The least harmful kind of stupid auto-responder is one that replies to the list administrator – eg. if you are running foo-list@example.com, you keep getting "I'm on vacation" messages from one of your list members at foo-list-admin@example.com.

As of Mailman 2.1 these go to foo-list-bounces and are processed as (usually unrecognized) bounces.

The problems here might be 1) the user did not configure her autoresponder to exclude mailing lists, and 2) the autoresponder doesn't have a rate-limiting feature (eg. "Only send an automatic response to each sender once per day"). In this case, the autoresponder software is probably working correctly (in particular, it's sending responses to the envelope sender only), and the user has probably just configured it incorrectly. Since it's just you, the list administrator being bothered, how to deal with this is up to you. Disabling the user's subscription is an option (if they don't get any more list mail, they won't send you any more pointless "I'm on vacation" messages), but it's probably just as easy to ignore the messages (and send the user a polite note asking her to fix her autoresponder before she takes another vacation).

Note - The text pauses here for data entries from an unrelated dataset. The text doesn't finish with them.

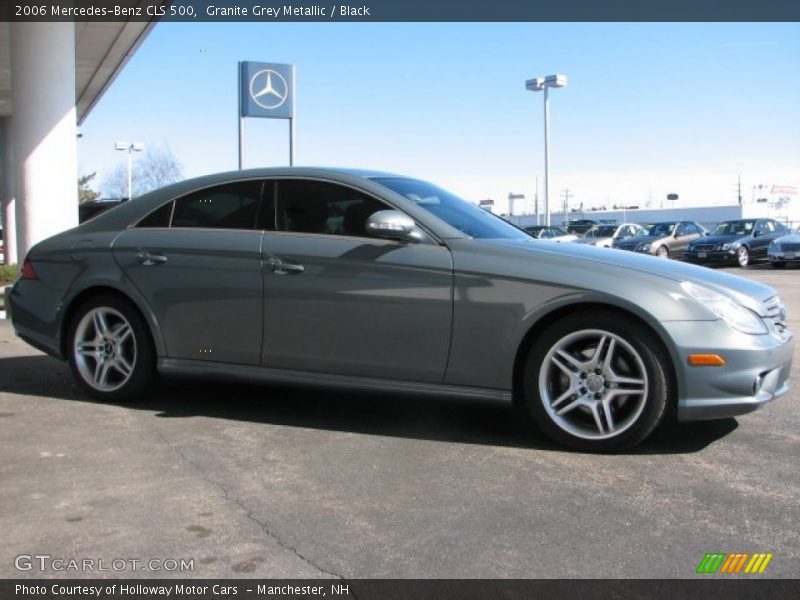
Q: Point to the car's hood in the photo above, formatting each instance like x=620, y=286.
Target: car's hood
x=591, y=241
x=719, y=239
x=792, y=238
x=642, y=239
x=744, y=290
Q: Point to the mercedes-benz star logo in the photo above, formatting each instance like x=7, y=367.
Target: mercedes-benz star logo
x=268, y=89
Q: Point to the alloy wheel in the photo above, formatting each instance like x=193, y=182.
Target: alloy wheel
x=593, y=384
x=104, y=349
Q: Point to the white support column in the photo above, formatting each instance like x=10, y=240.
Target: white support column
x=44, y=130
x=7, y=194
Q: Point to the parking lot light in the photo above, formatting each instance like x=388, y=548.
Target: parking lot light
x=541, y=84
x=130, y=148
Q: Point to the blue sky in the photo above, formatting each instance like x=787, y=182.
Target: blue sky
x=650, y=108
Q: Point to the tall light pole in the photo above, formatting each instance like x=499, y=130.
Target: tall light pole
x=542, y=84
x=130, y=148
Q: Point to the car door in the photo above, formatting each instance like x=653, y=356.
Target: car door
x=684, y=234
x=763, y=234
x=337, y=301
x=197, y=263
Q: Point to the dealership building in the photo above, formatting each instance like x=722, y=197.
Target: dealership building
x=51, y=75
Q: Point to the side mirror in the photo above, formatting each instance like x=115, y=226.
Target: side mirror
x=393, y=225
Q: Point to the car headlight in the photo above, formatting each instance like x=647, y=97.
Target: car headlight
x=737, y=316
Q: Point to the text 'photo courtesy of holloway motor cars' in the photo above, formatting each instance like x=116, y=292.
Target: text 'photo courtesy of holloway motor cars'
x=379, y=282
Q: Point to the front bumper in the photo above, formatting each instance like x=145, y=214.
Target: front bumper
x=783, y=256
x=756, y=369
x=715, y=256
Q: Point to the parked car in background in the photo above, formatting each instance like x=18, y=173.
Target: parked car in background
x=549, y=232
x=579, y=226
x=362, y=280
x=604, y=236
x=667, y=239
x=740, y=241
x=785, y=249
x=89, y=210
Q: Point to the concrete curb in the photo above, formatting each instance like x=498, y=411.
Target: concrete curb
x=3, y=303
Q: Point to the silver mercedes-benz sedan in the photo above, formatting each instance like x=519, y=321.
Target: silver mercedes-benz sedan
x=372, y=281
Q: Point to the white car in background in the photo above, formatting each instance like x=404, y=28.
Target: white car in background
x=604, y=236
x=551, y=233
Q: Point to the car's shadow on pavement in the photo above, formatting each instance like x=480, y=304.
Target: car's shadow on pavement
x=446, y=420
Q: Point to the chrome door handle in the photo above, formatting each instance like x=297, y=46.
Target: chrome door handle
x=277, y=266
x=148, y=260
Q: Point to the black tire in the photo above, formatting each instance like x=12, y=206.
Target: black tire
x=118, y=363
x=743, y=256
x=636, y=356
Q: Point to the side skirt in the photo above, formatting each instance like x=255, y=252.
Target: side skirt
x=255, y=374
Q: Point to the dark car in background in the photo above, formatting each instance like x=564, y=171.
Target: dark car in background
x=741, y=241
x=785, y=249
x=580, y=226
x=667, y=239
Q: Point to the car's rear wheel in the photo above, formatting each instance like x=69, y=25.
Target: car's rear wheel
x=110, y=350
x=743, y=256
x=596, y=381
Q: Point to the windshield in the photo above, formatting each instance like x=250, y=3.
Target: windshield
x=734, y=228
x=661, y=229
x=601, y=231
x=460, y=214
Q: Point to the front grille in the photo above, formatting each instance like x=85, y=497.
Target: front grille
x=776, y=312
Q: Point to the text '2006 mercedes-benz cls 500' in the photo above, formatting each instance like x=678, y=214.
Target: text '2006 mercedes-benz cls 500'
x=373, y=281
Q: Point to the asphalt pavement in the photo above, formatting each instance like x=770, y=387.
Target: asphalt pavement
x=246, y=481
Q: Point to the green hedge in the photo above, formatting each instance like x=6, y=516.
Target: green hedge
x=8, y=274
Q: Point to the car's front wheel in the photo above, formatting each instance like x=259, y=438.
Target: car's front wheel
x=743, y=256
x=110, y=350
x=596, y=381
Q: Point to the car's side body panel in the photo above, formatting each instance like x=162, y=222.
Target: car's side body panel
x=361, y=306
x=206, y=296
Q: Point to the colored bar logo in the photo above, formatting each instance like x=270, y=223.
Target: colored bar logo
x=735, y=563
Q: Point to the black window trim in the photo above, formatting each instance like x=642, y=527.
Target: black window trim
x=175, y=199
x=435, y=239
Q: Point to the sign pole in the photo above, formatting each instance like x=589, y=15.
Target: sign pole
x=291, y=142
x=241, y=119
x=291, y=120
x=266, y=90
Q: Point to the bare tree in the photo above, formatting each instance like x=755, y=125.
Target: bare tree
x=154, y=168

A more annoying kind of brain-damage is when every poster gets an inexplicable "I'm on vacation" message from someone he's never heard of (and who just happens to be on the same list). For example, let's say joe@some.domain sends mail to your list, foo-list@example.com. Mailman processes the message and sends a copy to everyone on the list, including bob@other.domain. If bob@other.domain has a stupid auto-responder that sends responses to some address in the header of the message (as opposed to the envelope), then joe@some.domain will get bob@other.domain's auto-response. joe will presumably be confused by this, since he doesn't know who the heck bob is. However, you – the list admin – won't find out about, unless you also post to the list – or if joe figures out what's going on and tells you about it. In this case, the autoresponder software is broken, and sending a polite note to postmaster@other.domain, asking that the broken autoresponder be fixed or disabled, is legitimate. You should cc bob@other.domain so he knows what kind of trouble he's causing. If the problem persists, disabling bob's subscription is reasonable; you should send bob another note to let him know you have done so.

The worst kind of autoresponder brain-damage is when "I'm on vacation" messages get sent to the list itself. This should be inconceivable with Mailman (since the list address is usually only in the "To" or "Cc" headers), but remember: there is no limit to the stupidity of broken autoresponders. Also, DMARC mitigations in more recent Mailman 2.1.x and anonymous lists can cause the list address to be in From:. If this happens, the best option is to immediately disable the subscription of the user causing the trouble: you want to stop clogging your list with completely useless noise as quickly as possible. Again, you should send mail to the postmaster of the offending domain and the user responsible for the autoresponder, letting them know what kind of havoc their amazing broken autoresponder is causing.

The key things to keep in mind here are:

  • it's your list; you have the right to disable the subscription for anyone who's causing problems
  • be polite: don't curse or swear at distant postmasters; they probably don't even realize what's happening
  • be accurate: don't accuse the wrong user of having a broken autoresponder, and don't mis-characterize the problem when explaining it to them or their postmaster. (If you don't understand the difference between envelope sender and header addresses, you should think twice before complaining.)